At X Y Z, you’ll be able to walk into another dimension.
“I’m interested in immersive, anti-reality hallucinations,” says Colleen Louise Barry, the publisher and curator behind Seattle’s Mount Analogue press. “Large scale, overly ambitious installation. Each month, everything we do will become this kind of weird strange world you can physically enter.”
X Y Z is itself a kind of anti-reality hallucination. The brand new Pioneer Square gallery, bookstore, community space and printing studio was once nothing more than the collective, far-off dream of Barry’s and her friends—independent publisher Gramma Poetry and risograph printing duo Cold Cube Press. Cold Cube had spent the past year collaborating with Gramma and Mount Analogue, turning the two publishers’ experimentally designed books into beautiful, hand-crafted print matter full of vivid tones and textures—an art Cold Cube perfected printing work within the local comics scene.
“We just thought ‘Oh my god, we could actually collaborate on so much more work if we shared our own space. We could build a scene together,” says Cold Cube’s Aidan Fitzgerald. “We all came together after dreaming hard. Then we just got lucky.”
Barry stumbled upon an open space in the former location of the G. Gibson Gallery, one Gramma, Cold Cube, and Mount Analgoue would end up sharing with Dori Scherer of Specialist Gallery.
“For Specialist, it’s also been a dream,” Scherer says. “We were going to do it in Tukwila, but we ended up being able to do it here. The goal for us is to fill a hole in the Seattle art scene.”
X Y Z certainly seems poised to become a whole new scene unto itself. If you define a “scene” as a bunch of folks in close proximity who do cool stuff on the same wavelength—X Y Z has already, by its very design, succeeded in forging one. Cold Cube, Gramma, Mount Analogue and Specialist all have their own respective spaces within the large, partitioned room, but as Fitzgerald says, “even though we’re all separate entities, there’s definitely a union.”
The ways that union will manifest within X Y Z is one of the most exciting aspects of the space. “For me I think about it in terms of the literary scene,” says Gramma’s Drew Scott Swenhaugen. “In a lot of cities the literary scene is usually separate from the visual arts scene, oftentimes a lot smaller. Visual artists aren’t just cramming themselves into a poetry reading. My goal has always been, as a lover of visual art, to cram them together, to have them in the same sentence.
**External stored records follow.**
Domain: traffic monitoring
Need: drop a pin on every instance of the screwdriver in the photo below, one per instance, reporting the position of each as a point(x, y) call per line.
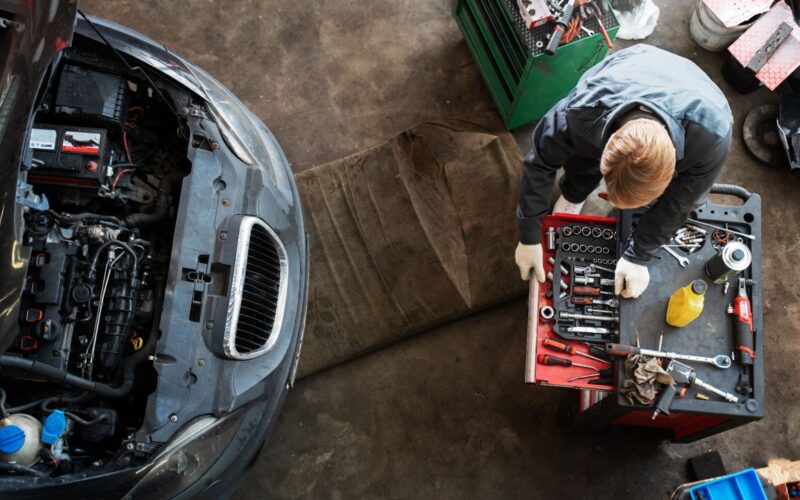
point(561, 346)
point(586, 290)
point(605, 374)
point(547, 359)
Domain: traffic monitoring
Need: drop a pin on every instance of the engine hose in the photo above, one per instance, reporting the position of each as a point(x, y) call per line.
point(11, 467)
point(732, 190)
point(128, 372)
point(93, 263)
point(87, 215)
point(161, 209)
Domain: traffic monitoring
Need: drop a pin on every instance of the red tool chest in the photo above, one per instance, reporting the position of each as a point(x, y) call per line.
point(602, 408)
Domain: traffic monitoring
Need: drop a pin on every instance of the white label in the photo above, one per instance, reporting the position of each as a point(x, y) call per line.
point(81, 142)
point(43, 139)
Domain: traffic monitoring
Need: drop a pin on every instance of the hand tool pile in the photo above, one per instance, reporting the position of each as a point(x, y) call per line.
point(584, 304)
point(731, 258)
point(582, 258)
point(572, 20)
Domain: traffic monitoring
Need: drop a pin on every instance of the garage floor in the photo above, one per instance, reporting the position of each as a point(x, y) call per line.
point(446, 414)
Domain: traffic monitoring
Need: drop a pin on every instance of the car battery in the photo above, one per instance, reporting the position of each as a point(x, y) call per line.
point(64, 152)
point(91, 97)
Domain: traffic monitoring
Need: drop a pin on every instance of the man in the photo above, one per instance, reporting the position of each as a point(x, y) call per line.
point(650, 123)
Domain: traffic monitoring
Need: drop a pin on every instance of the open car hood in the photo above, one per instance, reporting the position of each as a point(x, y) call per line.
point(32, 32)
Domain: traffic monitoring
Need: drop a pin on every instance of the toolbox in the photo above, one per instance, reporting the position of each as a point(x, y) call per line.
point(523, 81)
point(642, 321)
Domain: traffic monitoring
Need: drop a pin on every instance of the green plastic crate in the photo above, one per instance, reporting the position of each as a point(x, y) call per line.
point(523, 81)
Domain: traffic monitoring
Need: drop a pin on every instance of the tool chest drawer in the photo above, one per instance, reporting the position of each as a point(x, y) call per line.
point(724, 390)
point(579, 242)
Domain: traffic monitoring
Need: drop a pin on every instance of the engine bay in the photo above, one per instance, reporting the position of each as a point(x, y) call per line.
point(98, 193)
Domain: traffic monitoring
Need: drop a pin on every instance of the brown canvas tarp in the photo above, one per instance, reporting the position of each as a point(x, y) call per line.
point(409, 234)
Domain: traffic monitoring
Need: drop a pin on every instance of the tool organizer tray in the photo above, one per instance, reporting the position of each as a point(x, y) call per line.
point(587, 243)
point(710, 334)
point(539, 330)
point(600, 408)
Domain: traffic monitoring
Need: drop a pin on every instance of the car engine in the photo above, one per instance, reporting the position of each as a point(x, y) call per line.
point(98, 197)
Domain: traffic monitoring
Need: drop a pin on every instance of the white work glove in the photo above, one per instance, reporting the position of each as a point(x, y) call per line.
point(630, 280)
point(530, 257)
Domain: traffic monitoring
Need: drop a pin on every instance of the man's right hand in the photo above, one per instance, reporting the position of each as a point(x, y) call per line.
point(530, 258)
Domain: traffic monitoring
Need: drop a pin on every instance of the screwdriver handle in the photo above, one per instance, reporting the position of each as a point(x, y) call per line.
point(621, 349)
point(743, 330)
point(558, 346)
point(547, 359)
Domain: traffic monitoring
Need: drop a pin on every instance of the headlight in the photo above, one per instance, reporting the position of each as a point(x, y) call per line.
point(238, 130)
point(187, 457)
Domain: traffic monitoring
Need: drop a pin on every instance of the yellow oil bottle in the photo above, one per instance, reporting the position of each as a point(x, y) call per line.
point(686, 303)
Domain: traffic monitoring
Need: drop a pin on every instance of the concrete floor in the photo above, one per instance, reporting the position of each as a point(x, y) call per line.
point(446, 414)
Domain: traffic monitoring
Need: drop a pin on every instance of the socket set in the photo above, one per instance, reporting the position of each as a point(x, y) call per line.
point(584, 255)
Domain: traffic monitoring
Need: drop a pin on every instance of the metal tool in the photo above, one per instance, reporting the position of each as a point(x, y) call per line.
point(721, 361)
point(569, 315)
point(561, 26)
point(734, 258)
point(561, 346)
point(683, 261)
point(562, 283)
point(681, 372)
point(552, 262)
point(604, 269)
point(585, 290)
point(744, 338)
point(712, 226)
point(597, 302)
point(595, 310)
point(549, 359)
point(588, 329)
point(599, 16)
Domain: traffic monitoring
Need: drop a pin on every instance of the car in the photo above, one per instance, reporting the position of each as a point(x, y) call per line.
point(155, 266)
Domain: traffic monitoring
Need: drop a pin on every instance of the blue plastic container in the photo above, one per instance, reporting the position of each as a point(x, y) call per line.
point(742, 485)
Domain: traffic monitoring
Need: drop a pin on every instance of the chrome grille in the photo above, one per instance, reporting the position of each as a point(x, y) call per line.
point(258, 292)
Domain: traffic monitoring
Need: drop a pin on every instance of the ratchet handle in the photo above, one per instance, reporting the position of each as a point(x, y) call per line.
point(621, 349)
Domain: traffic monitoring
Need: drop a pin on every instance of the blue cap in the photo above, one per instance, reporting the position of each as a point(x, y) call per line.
point(11, 439)
point(54, 426)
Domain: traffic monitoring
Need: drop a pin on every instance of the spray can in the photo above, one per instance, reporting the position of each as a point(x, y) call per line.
point(734, 258)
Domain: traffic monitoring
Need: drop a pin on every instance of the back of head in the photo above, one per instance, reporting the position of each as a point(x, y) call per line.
point(638, 163)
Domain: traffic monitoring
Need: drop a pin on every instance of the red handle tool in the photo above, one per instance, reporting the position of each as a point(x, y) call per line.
point(743, 325)
point(547, 359)
point(561, 346)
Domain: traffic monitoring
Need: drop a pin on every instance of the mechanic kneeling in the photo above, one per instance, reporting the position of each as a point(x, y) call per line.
point(654, 126)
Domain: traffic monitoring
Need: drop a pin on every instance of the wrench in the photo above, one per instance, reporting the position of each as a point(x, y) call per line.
point(721, 361)
point(683, 261)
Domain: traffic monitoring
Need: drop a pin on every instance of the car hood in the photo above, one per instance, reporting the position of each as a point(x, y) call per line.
point(31, 35)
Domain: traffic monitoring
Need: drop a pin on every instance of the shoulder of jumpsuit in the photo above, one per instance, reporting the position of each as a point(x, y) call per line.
point(674, 127)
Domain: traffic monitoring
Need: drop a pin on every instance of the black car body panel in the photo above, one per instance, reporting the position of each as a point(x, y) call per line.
point(194, 379)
I want to blur that boundary.”
“I like the idea where if we’re having a reading, some people might come see the visual art space,” Scherer says. “Or if we have an event, then we’ll make risograph posters for it. Or if we have a musician come in, they can play in Colleen’s space in one of her big installations.”
“The main goal is to make things that are really collaborative not just how they’re made, but how they interact with each other,” Barry adds.
The unifying thread, according to all four groups, is accessibility. On the surface, all the work might seem comical or jokey. Mount Analogue’s debut installation for the space’s kickoff party, for instance, is Mary Anne Carter’s Women in the Style of Taco Bell. But behind the ceiling-hung pool noodles and taco art is a critique of corporate identity and an exploration into femininty and artificiality.
“I feel like a lot of the stuff we do is really funny at first and, maybe, feels deeper later. But hopefully that draws people in so they experience it at all in the first place,” Barry says. Scherer also hopes to draw people in from outside the immediate area, “not only showing local Seattle art, but being a bridge to connect Seattle and those artists to other cities.” And for Fitzgerald, one long term goal includes drawing people in who want to make art themselves, teaching two-day risograph printing classes to people interested in learning how to design for the rarified risograph printing machines—something similar to Vera’s screen printing workshop.
Future plans aside, the here and now is also looking pretty sweet for X Y Z. Tonight, the space is holding its opening extravaganza, presenting that aforementioned taco art alongside new risograph prints from Drew Miller, Andrew Lamb Schultz, and Lindsay Anne Watson, as well as Specialist’s inaugural exhibition of Alexi Brown-Schmidt’s oil paintings and William E. Shields’s sculptures. Gramma will be presenting the original artworks used for the covers on a number of its previous and forthcoming titles.
It definitely won’t be hard to find it all. As Scherer says, “we share the same front door.”
X Y Z Opening Extravaganza, 300 S. Washington St. Free. All ages. 6 p.m. – Midnight. Thurs. Aug. 3.